Logline: “Taxi” meets “Friends” in this sitcom set in a pedicab depot in New York City, in which five recent private college graduates from wealthy families turned pedicab drivers grapple with love, life, and liberal politics while trying to make it in the big city.

Why It Will Do Well: Pedicab drivers are the bike messengers of the New Millennium.

Casting: Fresh faces would do best here, but Danny DeVito reprising his dispatcher role would be priceless. Expect walk-ons by Al Gore.

Tuesday, July 3, 2007

First Annual* BSNYC Fixed-Gear Film Festival

What do you get when you combine the fixed-gear trend with the youtube phenomenon? Why, an explosion of cinematic masterpieces, of course! There is nothing more riveting than watching a subculture self-indulgently capture itself on film--it's like watching home video of a toddler. For the parents it's magical. For the rest of us it's stultifying.

I've taken the time to wade through the debris of the fixed-gear cinema explosion and bring you five videos which will compete for the coveted "Cog d'Or." So just sit back, eat some popcorn, and enjoy the entries.

*(I only use the word "annual" here because it sounds good. There may be another "festival" next week, or just as likely there may never be one again.)



Entry #1: Guy Doing Spinny Wheelie Thing

This guy rides around in circles for awhile and then does a pretty cool yet at the same time totally pointless spinny wheelie thing. There's a lot of suspense while he rides around since you don't know what he's going to do. Good pacing. Says a lot about life, which is also kind of cool sometimes but mostly pointless.

Entry #2: Guy Does Some Skids for Awhile

To the strains of Tenacious D this guy does skids up and down a wet, soul-crushingly suburban street. This film raises interesting questions. Why is he doing this? Does he think this is interesting, or is it a parody? Or is it a profound comment about the blandness of suburbia? And, most importantly, did he hose down the street first?

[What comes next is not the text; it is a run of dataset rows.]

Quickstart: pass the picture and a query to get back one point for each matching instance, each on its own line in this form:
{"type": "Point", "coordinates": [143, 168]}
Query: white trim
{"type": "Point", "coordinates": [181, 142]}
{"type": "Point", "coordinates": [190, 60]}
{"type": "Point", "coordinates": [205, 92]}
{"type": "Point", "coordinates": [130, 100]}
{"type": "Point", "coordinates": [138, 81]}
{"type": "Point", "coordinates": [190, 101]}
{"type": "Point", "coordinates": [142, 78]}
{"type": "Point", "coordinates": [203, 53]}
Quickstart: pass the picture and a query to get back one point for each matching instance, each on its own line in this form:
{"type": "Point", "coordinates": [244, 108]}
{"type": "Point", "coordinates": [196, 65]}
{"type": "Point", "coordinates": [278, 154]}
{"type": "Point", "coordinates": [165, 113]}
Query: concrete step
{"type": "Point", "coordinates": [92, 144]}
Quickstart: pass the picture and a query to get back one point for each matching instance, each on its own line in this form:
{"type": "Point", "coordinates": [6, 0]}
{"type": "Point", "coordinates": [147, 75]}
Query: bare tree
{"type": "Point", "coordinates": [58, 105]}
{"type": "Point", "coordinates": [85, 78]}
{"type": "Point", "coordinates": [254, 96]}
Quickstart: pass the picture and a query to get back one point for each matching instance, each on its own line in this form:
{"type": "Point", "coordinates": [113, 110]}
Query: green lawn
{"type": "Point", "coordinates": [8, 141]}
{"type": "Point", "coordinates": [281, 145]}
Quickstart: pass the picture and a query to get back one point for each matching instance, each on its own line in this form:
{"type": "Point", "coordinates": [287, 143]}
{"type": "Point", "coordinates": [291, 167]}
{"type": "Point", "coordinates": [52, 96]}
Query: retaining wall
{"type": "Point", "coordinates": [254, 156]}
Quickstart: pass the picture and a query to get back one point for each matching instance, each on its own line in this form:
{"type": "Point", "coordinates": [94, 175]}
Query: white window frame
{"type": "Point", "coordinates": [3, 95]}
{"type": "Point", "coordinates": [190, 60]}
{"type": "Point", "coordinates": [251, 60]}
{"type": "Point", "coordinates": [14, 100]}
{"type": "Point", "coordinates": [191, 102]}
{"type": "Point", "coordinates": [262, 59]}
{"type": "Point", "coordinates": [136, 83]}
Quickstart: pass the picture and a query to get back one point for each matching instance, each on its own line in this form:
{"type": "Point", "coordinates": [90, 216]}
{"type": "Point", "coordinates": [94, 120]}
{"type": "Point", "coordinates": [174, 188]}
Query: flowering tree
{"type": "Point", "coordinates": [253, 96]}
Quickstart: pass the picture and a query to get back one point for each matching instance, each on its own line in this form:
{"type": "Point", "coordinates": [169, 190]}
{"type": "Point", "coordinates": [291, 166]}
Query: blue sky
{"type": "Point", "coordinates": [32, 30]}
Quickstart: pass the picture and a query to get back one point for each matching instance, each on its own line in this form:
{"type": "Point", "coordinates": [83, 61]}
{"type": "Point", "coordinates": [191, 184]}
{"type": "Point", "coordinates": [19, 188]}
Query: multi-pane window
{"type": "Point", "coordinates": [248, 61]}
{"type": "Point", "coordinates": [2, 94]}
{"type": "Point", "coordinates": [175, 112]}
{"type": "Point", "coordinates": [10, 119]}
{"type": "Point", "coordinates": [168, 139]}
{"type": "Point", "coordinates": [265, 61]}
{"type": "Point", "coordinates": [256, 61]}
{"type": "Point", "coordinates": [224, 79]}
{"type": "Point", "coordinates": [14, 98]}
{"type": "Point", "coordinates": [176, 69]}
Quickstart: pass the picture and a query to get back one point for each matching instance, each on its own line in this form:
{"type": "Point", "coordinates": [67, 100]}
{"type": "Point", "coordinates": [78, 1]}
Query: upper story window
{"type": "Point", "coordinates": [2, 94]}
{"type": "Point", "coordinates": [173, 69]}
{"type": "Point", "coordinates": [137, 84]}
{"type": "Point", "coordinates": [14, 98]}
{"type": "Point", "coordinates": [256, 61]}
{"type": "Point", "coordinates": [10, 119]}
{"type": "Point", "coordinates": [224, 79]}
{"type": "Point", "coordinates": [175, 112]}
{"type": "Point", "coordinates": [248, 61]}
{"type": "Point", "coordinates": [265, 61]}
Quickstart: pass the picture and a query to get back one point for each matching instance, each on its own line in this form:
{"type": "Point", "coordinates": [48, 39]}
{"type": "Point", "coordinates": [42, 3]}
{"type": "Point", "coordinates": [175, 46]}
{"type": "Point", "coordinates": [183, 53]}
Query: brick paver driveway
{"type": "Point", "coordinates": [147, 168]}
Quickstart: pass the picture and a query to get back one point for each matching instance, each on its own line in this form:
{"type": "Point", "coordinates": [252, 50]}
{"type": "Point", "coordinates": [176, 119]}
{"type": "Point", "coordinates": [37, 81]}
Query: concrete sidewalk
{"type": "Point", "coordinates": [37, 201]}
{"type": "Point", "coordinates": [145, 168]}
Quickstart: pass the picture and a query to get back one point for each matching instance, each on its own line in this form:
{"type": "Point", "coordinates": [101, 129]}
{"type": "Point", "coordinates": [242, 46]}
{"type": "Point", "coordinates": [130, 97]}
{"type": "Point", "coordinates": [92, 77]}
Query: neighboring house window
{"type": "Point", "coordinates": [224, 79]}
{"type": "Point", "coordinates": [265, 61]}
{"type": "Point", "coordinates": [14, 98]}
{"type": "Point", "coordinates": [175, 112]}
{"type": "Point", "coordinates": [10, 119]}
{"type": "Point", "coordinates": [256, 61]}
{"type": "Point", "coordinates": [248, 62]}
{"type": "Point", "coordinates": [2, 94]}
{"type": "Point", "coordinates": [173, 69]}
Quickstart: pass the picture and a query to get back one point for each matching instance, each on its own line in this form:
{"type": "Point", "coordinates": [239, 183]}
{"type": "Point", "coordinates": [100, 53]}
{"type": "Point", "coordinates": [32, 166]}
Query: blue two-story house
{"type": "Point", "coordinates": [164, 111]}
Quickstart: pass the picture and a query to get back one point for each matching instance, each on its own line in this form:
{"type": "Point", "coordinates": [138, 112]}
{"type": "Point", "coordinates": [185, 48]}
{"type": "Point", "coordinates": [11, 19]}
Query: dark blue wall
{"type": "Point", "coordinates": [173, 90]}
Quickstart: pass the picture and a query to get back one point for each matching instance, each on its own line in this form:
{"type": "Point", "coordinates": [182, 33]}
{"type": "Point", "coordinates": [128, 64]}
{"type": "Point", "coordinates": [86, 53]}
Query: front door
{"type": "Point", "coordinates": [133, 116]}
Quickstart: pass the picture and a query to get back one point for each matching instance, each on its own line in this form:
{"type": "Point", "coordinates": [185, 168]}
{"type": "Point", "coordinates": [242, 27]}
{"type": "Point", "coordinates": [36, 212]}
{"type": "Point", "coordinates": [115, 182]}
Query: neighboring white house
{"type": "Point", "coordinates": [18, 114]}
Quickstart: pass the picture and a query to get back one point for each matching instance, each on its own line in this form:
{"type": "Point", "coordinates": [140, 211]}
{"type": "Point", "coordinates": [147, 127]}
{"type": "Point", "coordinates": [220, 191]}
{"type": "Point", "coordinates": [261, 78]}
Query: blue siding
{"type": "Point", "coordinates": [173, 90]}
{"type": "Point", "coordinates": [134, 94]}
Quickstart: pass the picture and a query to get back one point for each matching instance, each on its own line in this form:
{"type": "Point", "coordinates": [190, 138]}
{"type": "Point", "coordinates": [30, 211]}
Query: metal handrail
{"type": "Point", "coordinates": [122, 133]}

Entry #3: That Woman in Portland Who Got Busted for Riding With No Brake Demonstrates That She Can In Fact Brake

In the documentary category comes this hard-hitting expose. The hypocrisy of the "system" is ultimately exposed when she demonstrates that she can stop almost as quickly as a bike with a coaster brake--in other words she can go from 10mph to a dead stop in less than 20 yards.

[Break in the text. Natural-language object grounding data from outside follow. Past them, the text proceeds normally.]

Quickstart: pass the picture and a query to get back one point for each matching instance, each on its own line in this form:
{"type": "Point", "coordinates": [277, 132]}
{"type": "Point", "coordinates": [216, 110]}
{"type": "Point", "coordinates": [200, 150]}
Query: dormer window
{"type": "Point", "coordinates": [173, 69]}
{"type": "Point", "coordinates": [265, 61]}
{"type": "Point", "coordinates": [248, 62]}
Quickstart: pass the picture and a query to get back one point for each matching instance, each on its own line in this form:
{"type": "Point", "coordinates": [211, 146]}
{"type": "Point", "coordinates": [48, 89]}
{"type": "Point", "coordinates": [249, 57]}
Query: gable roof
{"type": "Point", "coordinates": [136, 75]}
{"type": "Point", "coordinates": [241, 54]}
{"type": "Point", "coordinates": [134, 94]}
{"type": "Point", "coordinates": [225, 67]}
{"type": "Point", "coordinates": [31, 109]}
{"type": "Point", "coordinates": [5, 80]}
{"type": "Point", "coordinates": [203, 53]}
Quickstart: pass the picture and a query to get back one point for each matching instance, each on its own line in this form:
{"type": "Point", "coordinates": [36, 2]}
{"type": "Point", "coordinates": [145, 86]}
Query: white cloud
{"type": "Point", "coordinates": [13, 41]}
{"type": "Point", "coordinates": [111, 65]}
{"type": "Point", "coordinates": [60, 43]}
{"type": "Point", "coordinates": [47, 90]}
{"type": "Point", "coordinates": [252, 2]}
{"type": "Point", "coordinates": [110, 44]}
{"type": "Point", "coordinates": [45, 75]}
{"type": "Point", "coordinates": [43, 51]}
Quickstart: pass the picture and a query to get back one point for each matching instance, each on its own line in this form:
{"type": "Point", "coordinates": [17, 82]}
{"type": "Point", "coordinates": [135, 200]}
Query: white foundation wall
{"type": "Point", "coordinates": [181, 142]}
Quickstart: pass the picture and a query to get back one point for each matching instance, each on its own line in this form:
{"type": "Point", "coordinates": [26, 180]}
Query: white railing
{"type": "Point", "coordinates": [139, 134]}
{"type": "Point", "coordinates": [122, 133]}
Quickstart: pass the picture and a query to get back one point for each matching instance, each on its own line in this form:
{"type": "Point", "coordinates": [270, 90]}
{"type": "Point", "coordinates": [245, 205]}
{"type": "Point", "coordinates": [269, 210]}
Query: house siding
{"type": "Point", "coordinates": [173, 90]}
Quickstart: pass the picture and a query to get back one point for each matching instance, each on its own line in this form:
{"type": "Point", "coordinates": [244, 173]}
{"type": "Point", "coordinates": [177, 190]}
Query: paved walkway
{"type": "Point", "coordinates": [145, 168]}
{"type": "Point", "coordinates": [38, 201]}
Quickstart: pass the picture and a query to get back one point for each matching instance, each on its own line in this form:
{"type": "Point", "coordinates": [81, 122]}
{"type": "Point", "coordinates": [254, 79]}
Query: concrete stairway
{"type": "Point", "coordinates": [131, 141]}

Entry #4: Guy Rides Stock Langster About 30 Blocks in Manhattan

In this epic-length (9 minutes!) nailbiter, a guy rides his bike from 23rd Street all the way to Spring Street. Nothing much happens (I checked) so you don't actually need to watch. Well, he does do some track stands, so if seeing a bike not moving fills you with excitement then this is a must-see. As if the premise is not interesting enough, he shoots the whole thing from some kind of rear-facing fork-cam, so all we see are the BB shell, his sneakers, and the occasional headlight. Bold in a "My Dinner with Andre" way, but limited commercial prospects.

Entry #5: Someone called "Kid Primitive" Performs "The Tao of Fixed-Gear Biking"

In this "Rattle and Hum"-inspired concert video, some guy performs a new-agey song about riding his fixie, apparently without irony.

And the "Cog d'Or" goes to: Guy Doing Spinny Wheelie Thing! I mean, hey, can you do a spinny wheelie thing? I sure can't.